The album features some big names between the brackets who helped Jillian write this album, which is released independent of any label in town. Trevor from Old Dominion was there on the gorgeous mandolin-flecked Bandwagon, which aptly sounds like a driving song. Daniel Tashian, best known for his work on Golden Hour by Kacey Musgraves, was there for Hummingbird, which has some fluttering harmonies and a deeply personal lyric which begins: ‘I hate to be alone but I’d rather be alone when I’m not alone…’ Oddly, new mum Maren Morris wrote a lullaby called Hummingbird on her new album, but Jillian centres her narrative on herself.
Lori McKenna, who co-wrote God Bless This Mess and, oddly, Maren’s Hummingbird, returns on Sure, which sounds like a career song. The hook ‘I’m sure about you’ makes this a wonderful wedding song with some piano accompaniment and both warmth and vulnerability in her vocal. It sounds like a hit in any other universe except this one. The Nashville treasure Shane McAnally adds his magic to a song about the first fumblings of love called Magic. ‘Was it magic or just nostalgic?’ Jillian asks herself while a gentle swirl of sound surrounds her.
Elsewhere, her voice soars right to the top of her range on both Iconic (great title) and the finger-picked majesty of Compliment (‘I should be glad that we’re talking at all’). Hurt Somebody Else, with the album’s best chorus, was written with Justin Parker, who is best known for writing Video Games with Lana Del Rey. The piano ballad Honeymoon closes the album with more philosophy. It seems to quote the title of Charlie Worsham’s last album (‘why we love the beginnings of things’).
Jillian told Your Life In A Song that she has been listening to ‘timeless classic’ albums. This is echoed in a technically excellent album. Without Big Loud backing her, I hope she can find the financial backing to come to the UK to perform.
Kylie Morgan – P.S.
Here’s a seven-song project, which Kylie calls an EP but could easily be a mini-album, from Kylie. She has already opened for Brett Eldredge, Dan + Shay, Maren Morris and Jason Derulo. Her debut EP Love, Kylie came out in 2021. It included Break Things and I Only Date Cowboys, tracks which she was due to play at Country2Country in 2020 but went home having played a showcase. That EP got lost in the pandemic shuffle and I am positive she will make it over to C2C in March to impress UK audiences with songs from her catalogue.
Her voice has a little gravel in it, similar to that of Elle King or Morgan Wade, with the melodic grasp of RaeLynn or Tenille Townes. The production is bona fide pop thanks to the man with money in his ears, Shane McAnally, who also has an eye on the spreadsheets and knows where to target Kylie. It’s all Gucci on the song Gucci, which will appeal to the 25-34 demographic who might strike a pose to a clip of the song on TikTok.

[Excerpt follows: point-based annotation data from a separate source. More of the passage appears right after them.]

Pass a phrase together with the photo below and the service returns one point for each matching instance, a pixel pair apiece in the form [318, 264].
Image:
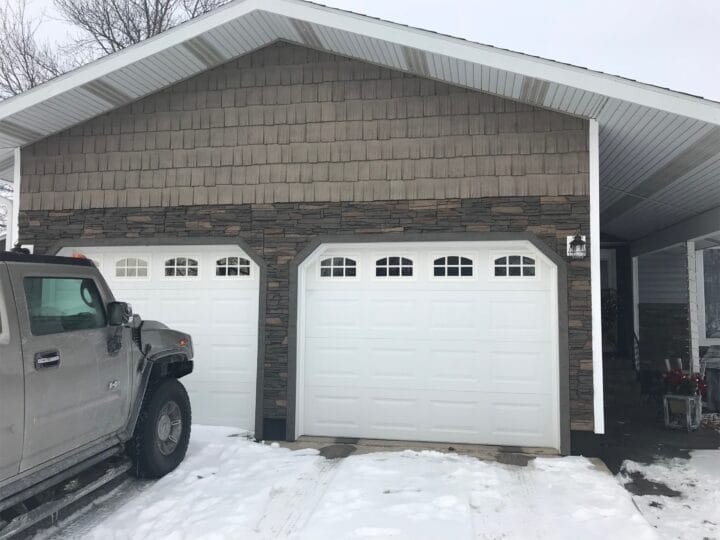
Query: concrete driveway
[229, 487]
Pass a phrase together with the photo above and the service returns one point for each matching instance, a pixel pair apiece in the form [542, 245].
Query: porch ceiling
[659, 149]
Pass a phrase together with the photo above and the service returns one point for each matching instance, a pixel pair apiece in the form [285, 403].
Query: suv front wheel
[162, 431]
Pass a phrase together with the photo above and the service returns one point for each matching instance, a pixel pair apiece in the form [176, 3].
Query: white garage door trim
[245, 331]
[559, 416]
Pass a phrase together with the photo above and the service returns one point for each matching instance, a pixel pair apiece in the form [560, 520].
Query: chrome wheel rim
[169, 428]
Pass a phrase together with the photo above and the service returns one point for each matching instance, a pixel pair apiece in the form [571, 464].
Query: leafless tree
[105, 26]
[25, 61]
[111, 25]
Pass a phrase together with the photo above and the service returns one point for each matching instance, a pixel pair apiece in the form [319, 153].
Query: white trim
[601, 83]
[694, 228]
[703, 340]
[13, 230]
[636, 298]
[693, 307]
[609, 256]
[595, 278]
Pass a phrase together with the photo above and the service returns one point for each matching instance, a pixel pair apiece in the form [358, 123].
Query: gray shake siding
[287, 144]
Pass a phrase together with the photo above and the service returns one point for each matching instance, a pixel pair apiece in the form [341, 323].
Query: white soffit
[648, 135]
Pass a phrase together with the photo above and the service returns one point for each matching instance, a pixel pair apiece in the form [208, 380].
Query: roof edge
[612, 86]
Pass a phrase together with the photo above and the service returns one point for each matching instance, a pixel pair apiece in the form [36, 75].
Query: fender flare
[155, 364]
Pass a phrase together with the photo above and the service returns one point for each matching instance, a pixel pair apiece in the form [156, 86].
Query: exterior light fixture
[577, 246]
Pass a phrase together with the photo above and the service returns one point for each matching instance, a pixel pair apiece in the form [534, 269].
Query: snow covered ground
[228, 487]
[695, 513]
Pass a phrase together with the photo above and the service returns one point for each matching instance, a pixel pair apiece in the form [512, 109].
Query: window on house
[181, 267]
[232, 267]
[338, 267]
[452, 266]
[131, 267]
[514, 266]
[394, 267]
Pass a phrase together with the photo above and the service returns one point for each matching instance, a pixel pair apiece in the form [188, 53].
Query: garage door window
[338, 267]
[514, 266]
[232, 267]
[131, 267]
[181, 267]
[394, 267]
[452, 266]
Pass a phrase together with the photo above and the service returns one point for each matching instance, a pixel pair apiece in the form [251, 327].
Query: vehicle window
[58, 305]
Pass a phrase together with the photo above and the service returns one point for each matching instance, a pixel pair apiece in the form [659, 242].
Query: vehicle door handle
[47, 359]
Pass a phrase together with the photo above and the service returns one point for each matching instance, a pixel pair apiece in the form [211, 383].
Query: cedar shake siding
[286, 144]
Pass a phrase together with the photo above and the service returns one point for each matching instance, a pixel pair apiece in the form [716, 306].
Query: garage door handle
[47, 360]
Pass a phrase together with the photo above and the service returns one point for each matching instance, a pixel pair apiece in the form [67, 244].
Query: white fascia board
[111, 63]
[599, 83]
[595, 278]
[592, 81]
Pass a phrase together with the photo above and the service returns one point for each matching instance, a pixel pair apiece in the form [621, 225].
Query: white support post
[636, 311]
[595, 284]
[13, 228]
[693, 307]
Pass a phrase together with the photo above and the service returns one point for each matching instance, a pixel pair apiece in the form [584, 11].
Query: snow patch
[696, 513]
[229, 487]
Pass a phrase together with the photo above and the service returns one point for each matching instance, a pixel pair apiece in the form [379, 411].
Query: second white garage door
[210, 292]
[451, 342]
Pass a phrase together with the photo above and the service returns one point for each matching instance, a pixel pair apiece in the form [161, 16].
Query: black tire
[154, 450]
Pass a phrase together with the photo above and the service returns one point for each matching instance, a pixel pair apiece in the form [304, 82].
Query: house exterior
[359, 248]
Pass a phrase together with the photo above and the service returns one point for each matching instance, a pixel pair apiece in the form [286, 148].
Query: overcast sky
[670, 43]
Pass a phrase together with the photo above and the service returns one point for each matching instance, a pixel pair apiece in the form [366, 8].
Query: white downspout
[595, 293]
[13, 228]
[693, 307]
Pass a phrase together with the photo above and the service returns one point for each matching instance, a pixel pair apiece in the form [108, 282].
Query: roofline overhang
[611, 86]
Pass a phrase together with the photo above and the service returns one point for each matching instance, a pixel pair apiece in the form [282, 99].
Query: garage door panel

The country king of that app is Walker Hayes, who co-wrote and sings backing vocals on Country Anyway. Despite mentioning Miranda Lambert and Tootsie’s lounge, a hangout for songwriters who are down on their luck, is a pop song in the form of a conversation with Kylie’s mama about Nashville. It rhymes ‘awesome’ with Boston, Austin and Charleston.

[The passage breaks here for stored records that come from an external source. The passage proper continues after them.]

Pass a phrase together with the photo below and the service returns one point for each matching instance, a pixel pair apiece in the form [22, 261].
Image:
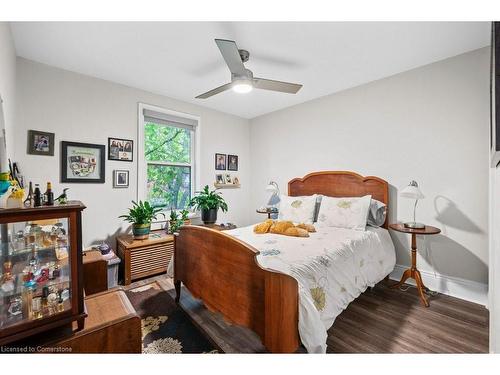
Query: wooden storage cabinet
[142, 258]
[40, 269]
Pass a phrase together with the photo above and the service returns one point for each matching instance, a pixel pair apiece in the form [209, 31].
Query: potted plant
[185, 217]
[141, 215]
[208, 202]
[174, 223]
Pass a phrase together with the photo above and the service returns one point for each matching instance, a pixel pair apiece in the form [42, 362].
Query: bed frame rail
[223, 272]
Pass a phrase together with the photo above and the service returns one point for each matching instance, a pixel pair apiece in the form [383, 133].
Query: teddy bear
[284, 227]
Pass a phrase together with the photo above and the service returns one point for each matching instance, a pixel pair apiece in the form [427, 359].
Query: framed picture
[82, 162]
[220, 162]
[120, 149]
[232, 162]
[120, 179]
[219, 179]
[40, 143]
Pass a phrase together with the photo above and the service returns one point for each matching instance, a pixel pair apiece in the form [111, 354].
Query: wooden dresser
[111, 326]
[142, 258]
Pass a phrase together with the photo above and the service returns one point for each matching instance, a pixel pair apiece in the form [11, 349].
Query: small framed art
[219, 179]
[232, 162]
[120, 178]
[40, 143]
[120, 149]
[220, 162]
[82, 162]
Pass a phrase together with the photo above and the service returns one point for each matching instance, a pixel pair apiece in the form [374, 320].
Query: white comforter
[333, 266]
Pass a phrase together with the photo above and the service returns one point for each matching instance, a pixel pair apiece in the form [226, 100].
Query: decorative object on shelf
[5, 183]
[104, 248]
[15, 199]
[413, 192]
[28, 202]
[37, 196]
[82, 162]
[232, 162]
[48, 197]
[40, 143]
[120, 178]
[120, 149]
[32, 275]
[208, 202]
[63, 198]
[141, 215]
[220, 162]
[273, 188]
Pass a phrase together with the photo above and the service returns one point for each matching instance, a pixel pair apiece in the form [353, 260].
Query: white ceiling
[181, 60]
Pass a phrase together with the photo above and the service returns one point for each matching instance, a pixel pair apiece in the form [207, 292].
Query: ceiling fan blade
[269, 84]
[215, 91]
[231, 55]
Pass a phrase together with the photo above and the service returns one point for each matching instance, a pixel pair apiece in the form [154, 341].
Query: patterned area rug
[165, 327]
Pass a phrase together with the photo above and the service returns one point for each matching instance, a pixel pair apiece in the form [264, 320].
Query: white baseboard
[468, 290]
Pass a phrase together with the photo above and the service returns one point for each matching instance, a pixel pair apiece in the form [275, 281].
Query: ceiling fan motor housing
[244, 54]
[247, 77]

Kylie’s music is a clash between the rural and the urban, the country and the pop. Love Like We’re Drunk is a song that I can hear hen parties bellow on Lower Broadway in Nashville, while Independent With You is a more domestic come-on. Over A Redneck nicks the ‘red-red-redneck’ hook from Boys Round Here and surrounds it with a magnificently produced pop song.
If He Wanted To He Would is a lovely bit of sisterly advice, while the great Nash Overstreet from Hot Chelle Rae helped her write Mean Girls, which seems like a teen version of Girl Goin’ Nowhere by Ashley McBryde. It is a shame she couldn’t shoehorn the name Gretchen Wieners into the song.
Kylie is making the music Jillian used to make, and that is the circle of life in country music.